Il y a quelques jours, mon ami Richard Wurtman, du Massachusetts Institute of Technology a publié une méta-analyse sur les effets de la mélatonine sur le sommeil. Richard a analysé 17 études publiées sur ce sujet et son travail a été financé par une bourse des Instituts nationaux de la santé des Etats-Unis. Du sérieux. Conclusion de Richard : la mélatonine à dose faible (0,3 mg/j) est une alternative extrêmement intéressante aux somnifères traditionnels. A dose plus élevée, elle cesse d’être efficace. Richard et sa femme, la belle Judith, prennent d’ailleurs de la mélatonine tous les soirs depuis un an. Non seulement la mélatonine aide à trouver le sommeil plus vite, mais elle permet de se rendormir rapidement après un réveil nocturne.
Il y a trois ans avait été conduite une méta-analyse de même type, cette fois sur les effets de la mélatonine dans la prévention des désagréments du décalage horaire. Elle avait conclu que la mélatonine est « remarquablement efficace » et que son « usage ponctuel » est sans danger.
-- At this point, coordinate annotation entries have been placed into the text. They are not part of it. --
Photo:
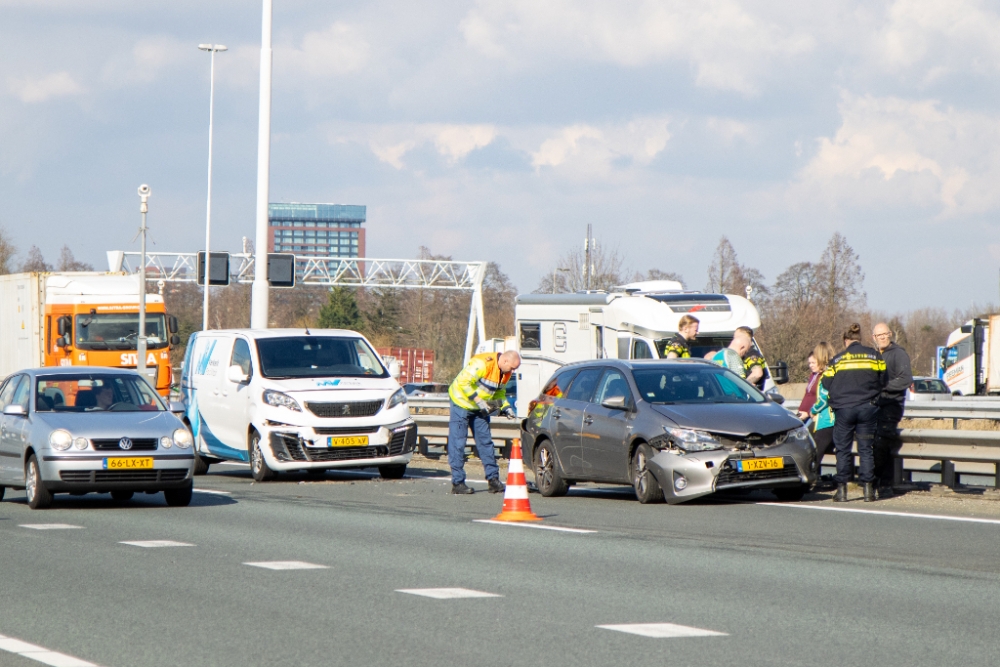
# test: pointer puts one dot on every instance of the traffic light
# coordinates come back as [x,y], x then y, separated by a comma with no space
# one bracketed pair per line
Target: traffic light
[218,271]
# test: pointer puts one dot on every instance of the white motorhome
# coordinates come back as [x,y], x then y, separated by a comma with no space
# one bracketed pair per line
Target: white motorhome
[631,322]
[970,360]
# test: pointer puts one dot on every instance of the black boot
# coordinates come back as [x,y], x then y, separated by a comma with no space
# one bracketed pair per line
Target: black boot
[869,492]
[841,496]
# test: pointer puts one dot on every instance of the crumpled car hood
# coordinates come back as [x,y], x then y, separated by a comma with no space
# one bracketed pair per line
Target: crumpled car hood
[730,418]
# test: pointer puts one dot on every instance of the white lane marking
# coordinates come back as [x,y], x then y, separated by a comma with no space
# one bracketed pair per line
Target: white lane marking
[907,515]
[525,524]
[287,565]
[39,654]
[447,593]
[662,630]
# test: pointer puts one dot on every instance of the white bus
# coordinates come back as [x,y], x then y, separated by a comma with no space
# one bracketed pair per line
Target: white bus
[631,322]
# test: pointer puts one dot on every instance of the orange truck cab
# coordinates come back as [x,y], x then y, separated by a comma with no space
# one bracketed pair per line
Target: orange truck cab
[82,319]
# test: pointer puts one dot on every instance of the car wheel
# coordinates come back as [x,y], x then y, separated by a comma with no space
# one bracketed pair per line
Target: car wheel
[647,489]
[791,495]
[179,497]
[548,474]
[258,466]
[392,472]
[200,465]
[34,487]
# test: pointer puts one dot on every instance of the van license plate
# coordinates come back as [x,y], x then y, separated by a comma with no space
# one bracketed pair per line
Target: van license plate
[753,465]
[348,441]
[136,463]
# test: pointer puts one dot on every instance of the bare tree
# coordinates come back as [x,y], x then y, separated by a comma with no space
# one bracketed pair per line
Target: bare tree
[35,262]
[7,251]
[67,262]
[570,272]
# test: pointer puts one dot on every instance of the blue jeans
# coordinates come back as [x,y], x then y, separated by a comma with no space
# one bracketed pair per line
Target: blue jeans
[458,434]
[858,421]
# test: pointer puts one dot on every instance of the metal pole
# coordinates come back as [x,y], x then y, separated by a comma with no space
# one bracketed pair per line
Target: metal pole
[208,212]
[140,346]
[259,300]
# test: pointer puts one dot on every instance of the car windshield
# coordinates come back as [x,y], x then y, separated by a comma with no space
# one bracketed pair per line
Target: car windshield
[119,331]
[95,392]
[318,356]
[693,383]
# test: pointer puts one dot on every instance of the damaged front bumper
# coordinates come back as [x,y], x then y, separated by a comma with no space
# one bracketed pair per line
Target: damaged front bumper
[684,476]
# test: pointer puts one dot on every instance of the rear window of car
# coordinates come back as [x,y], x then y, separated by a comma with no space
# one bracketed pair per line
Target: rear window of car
[694,384]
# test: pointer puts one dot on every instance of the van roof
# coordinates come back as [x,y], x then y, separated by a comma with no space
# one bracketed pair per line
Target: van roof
[280,333]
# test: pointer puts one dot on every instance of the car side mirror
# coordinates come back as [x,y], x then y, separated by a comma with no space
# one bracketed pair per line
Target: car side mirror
[236,375]
[776,397]
[615,403]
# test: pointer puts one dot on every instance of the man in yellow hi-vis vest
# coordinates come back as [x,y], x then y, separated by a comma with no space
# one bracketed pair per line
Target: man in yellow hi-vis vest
[481,382]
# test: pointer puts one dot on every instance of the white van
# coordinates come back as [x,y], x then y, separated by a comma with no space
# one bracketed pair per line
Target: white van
[295,399]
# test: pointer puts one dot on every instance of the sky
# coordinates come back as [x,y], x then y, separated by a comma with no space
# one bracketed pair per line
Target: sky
[498,129]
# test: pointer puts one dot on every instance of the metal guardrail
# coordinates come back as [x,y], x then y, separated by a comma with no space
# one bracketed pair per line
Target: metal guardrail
[976,452]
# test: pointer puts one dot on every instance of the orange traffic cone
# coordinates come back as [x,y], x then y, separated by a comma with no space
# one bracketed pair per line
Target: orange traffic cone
[516,506]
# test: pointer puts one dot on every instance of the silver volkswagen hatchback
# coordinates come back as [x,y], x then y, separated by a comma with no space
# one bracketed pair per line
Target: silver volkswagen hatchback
[87,429]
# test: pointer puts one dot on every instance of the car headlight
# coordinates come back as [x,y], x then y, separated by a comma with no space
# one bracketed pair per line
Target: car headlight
[182,438]
[396,399]
[691,440]
[61,439]
[280,400]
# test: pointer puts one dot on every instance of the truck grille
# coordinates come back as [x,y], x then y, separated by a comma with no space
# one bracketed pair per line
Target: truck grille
[141,444]
[355,409]
[98,476]
[730,477]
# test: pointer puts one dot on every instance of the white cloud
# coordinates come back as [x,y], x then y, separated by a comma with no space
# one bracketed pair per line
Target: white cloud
[31,90]
[728,46]
[338,49]
[891,150]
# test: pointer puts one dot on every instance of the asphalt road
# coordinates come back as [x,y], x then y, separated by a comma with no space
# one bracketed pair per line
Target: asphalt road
[782,585]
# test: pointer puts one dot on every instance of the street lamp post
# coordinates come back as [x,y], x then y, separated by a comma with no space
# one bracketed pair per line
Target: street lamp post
[213,49]
[140,342]
[259,297]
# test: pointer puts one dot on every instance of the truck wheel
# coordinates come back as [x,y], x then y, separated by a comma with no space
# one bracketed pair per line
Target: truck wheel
[548,475]
[392,472]
[179,497]
[647,489]
[258,466]
[38,496]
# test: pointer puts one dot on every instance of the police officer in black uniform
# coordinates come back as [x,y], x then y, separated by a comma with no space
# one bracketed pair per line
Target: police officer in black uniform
[679,347]
[855,379]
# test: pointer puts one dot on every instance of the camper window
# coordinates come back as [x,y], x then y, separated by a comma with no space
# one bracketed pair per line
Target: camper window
[531,336]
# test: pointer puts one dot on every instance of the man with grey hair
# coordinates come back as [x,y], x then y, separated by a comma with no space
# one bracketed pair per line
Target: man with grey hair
[899,377]
[483,381]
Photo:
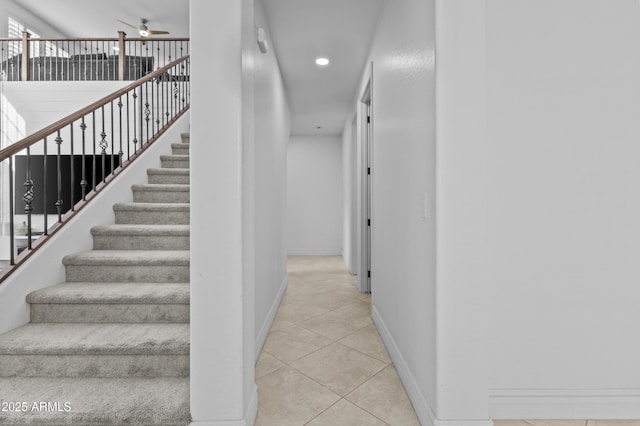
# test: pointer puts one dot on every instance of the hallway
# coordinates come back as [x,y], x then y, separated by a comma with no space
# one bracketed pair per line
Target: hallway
[323,362]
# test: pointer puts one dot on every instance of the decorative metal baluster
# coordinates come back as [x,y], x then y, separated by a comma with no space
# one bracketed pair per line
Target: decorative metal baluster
[44,189]
[120,153]
[103,145]
[135,133]
[59,177]
[28,197]
[83,181]
[147,111]
[112,139]
[128,135]
[12,230]
[72,183]
[93,160]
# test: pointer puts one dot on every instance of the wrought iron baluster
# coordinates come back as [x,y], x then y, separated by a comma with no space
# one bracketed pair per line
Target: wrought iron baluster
[120,153]
[112,138]
[44,189]
[103,146]
[12,231]
[59,177]
[72,183]
[83,181]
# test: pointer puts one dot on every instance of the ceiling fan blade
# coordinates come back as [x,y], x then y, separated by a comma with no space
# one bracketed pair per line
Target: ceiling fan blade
[132,26]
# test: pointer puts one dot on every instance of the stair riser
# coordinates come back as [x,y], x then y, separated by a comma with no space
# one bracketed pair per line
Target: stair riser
[127,273]
[168,179]
[175,164]
[180,149]
[140,242]
[109,313]
[131,217]
[94,365]
[143,196]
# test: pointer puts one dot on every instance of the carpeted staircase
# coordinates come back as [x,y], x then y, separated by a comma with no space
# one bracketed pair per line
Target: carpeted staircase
[110,346]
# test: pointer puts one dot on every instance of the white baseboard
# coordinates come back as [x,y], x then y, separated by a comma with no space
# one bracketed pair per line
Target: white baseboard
[315,252]
[564,403]
[261,337]
[249,418]
[420,403]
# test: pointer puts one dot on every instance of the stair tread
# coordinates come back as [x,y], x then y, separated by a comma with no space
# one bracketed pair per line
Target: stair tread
[112,293]
[129,257]
[93,339]
[166,171]
[163,187]
[151,206]
[100,401]
[140,230]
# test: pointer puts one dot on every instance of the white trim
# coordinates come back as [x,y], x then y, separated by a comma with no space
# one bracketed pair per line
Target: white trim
[463,423]
[249,418]
[420,403]
[564,403]
[261,337]
[315,252]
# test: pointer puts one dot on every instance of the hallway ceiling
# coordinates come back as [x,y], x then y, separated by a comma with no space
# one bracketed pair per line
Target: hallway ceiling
[301,30]
[340,30]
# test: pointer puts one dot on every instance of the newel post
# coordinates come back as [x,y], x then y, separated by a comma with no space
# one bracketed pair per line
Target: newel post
[121,55]
[26,54]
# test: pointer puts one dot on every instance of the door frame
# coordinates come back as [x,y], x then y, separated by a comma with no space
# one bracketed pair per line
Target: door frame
[364,155]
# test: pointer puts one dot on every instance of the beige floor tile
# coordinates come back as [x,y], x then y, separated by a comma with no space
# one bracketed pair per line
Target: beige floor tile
[384,397]
[345,413]
[267,364]
[510,423]
[367,340]
[293,342]
[338,367]
[289,398]
[294,312]
[333,325]
[279,323]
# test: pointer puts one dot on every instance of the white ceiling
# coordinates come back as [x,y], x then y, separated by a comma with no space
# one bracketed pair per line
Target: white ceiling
[301,30]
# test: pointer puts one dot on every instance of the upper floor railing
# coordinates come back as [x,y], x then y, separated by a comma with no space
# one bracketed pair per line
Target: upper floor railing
[47,177]
[54,59]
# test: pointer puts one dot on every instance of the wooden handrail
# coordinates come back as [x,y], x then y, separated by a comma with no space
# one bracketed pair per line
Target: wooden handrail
[41,134]
[114,39]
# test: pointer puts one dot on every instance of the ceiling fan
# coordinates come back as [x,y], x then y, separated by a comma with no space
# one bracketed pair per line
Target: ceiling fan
[143,30]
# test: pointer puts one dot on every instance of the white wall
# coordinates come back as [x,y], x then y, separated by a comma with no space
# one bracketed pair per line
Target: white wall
[272,128]
[403,240]
[563,132]
[314,195]
[349,194]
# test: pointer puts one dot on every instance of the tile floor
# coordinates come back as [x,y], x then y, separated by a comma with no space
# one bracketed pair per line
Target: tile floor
[323,362]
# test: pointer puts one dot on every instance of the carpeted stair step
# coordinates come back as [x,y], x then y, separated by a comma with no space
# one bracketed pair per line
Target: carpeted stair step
[95,350]
[180,149]
[111,303]
[98,401]
[140,237]
[160,193]
[168,176]
[152,213]
[174,161]
[128,266]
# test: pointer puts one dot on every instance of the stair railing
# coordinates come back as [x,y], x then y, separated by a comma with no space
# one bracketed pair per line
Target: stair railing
[58,59]
[68,163]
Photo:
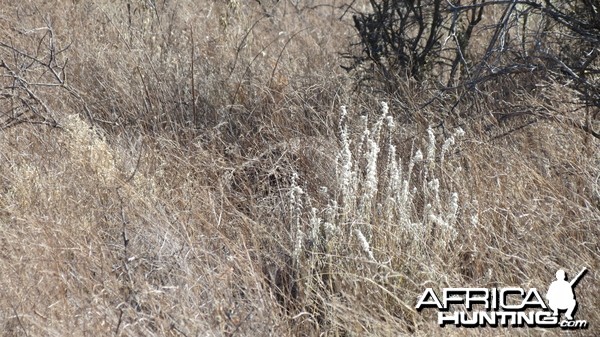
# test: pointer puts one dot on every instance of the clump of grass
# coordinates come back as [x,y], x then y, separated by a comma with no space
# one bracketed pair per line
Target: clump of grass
[246,204]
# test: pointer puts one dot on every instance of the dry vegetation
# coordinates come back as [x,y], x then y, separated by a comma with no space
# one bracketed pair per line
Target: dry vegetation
[141,198]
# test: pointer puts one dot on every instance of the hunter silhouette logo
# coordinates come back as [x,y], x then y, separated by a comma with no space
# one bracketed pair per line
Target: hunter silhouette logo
[514,307]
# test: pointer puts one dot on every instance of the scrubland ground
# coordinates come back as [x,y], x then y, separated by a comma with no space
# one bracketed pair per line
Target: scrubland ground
[188,169]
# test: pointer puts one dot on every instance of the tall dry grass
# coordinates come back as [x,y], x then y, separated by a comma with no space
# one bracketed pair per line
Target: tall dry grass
[252,203]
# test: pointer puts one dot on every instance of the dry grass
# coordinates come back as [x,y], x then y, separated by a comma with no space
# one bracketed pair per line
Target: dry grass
[245,205]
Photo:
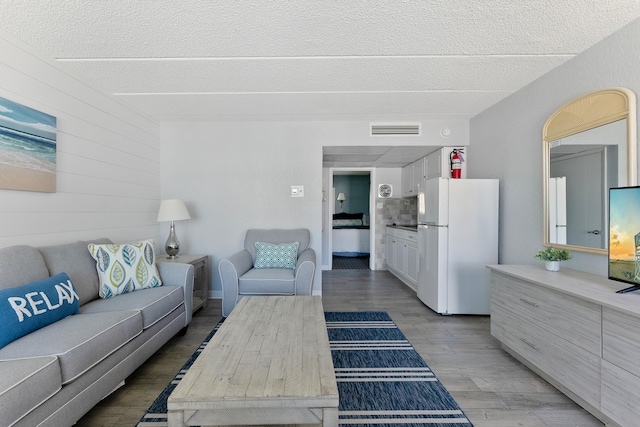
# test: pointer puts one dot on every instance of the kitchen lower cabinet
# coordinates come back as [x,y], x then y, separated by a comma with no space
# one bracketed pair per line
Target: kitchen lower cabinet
[402,255]
[573,330]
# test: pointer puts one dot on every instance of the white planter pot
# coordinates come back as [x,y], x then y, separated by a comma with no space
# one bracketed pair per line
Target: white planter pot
[552,265]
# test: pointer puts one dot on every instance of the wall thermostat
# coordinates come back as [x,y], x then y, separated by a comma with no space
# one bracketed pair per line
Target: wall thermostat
[385,190]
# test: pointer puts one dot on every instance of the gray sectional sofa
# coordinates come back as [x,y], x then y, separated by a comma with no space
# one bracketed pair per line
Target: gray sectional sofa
[55,374]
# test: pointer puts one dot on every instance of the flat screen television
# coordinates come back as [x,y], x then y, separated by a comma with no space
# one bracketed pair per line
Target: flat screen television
[624,236]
Résumons : nous disposons d’une substance qui permettrait de soulager les centaines de milliers de personnes qui souffrent d’insomnie et les dizaines de milliers qui effectuent des voyages vers l’est ou l’ouest et son seul nom fait sortir des armoires à pharmacie les gousses d’ail et les crucifix. Ce n’est pas une question de vente sauvage : comme pour la DHEA, je suis favorable à la prescription de mélatonine sur ordonnance. Mais même cette possibilité est interdite aux citoyens français qui sont invités à se bourrer de benzodiazépines – ou souffrir en silence. Ou acheter des substances d’origine douteuse sur Internet.
Finalement rien n’a beaucoup changé depuis 1997. Cette année-là, la Direction générale de la santé, alors confiée à un certain Jean-François Girard, avait prévenu les médias français qu’elle engagerait des poursuites à leur encontre s’ils présentaient DHEA et mélatonine sous un jour favorable. Comparée à la DGS de l’époque, la Guépéou pouvait aller se rhabiller… Avec Jérôme Vincent, nous étions déjà très engagés à Sciences et Avenir dans la rédaction d’un dossier complet sur ces deux substances. L’avertissement du Père Fouettard de la DGS avait eu pour conséquence de nous inciter à précipiter la publication de ce dossier, et en « une » s’il vous plaît. Ce que c’est que l’esprit de contradiction, surtout que nous venions d’épingler le fameux Girard dans la lamentable gestion de la question de l’amiante ! C’était l’époque, un peu lointaine, où Sciences et Avenir menait haut et fort des enquêtes dérangeantes.
Huit ans après, la mélatonine reste donc un épouvantail pour les professionnels de santé français. On a lu et lu tant de bêtises sur cette pauvre substance, que j’ai arrêté d’adresser des mises au point aux médias. La mélatonine est présentée comme une dangereuse drogue par le ministère de la santé, la direction générale de la concurrence, de la consommation et de la répression des fraudes, les conseils de l’ordre. Bizarrement, aucune de ces respectables instances n’a jamais mené la moindre étude sur le sujet.
En réalité, la différence entre la mélatonine et par exemple le cannabis – que je ne fume pas, c’est d’une part que la mélatonine n’est pas une drogue (et n’est pas interdite), et ensuite que nous connaissons tous quelqu’un qui peut obtenir de la marijuana sur un simple coup de fil, alors qu’il faut s’épuiser en coups de fil pour ne pas trouver de mélatonine !
Alors, voici quand même l’épilogue de cette histoire : j’ai commandé en toute légalité ma mélatonine – avec ordonnance – à une pharmacie suisse. A méditer par les pharmaciens français.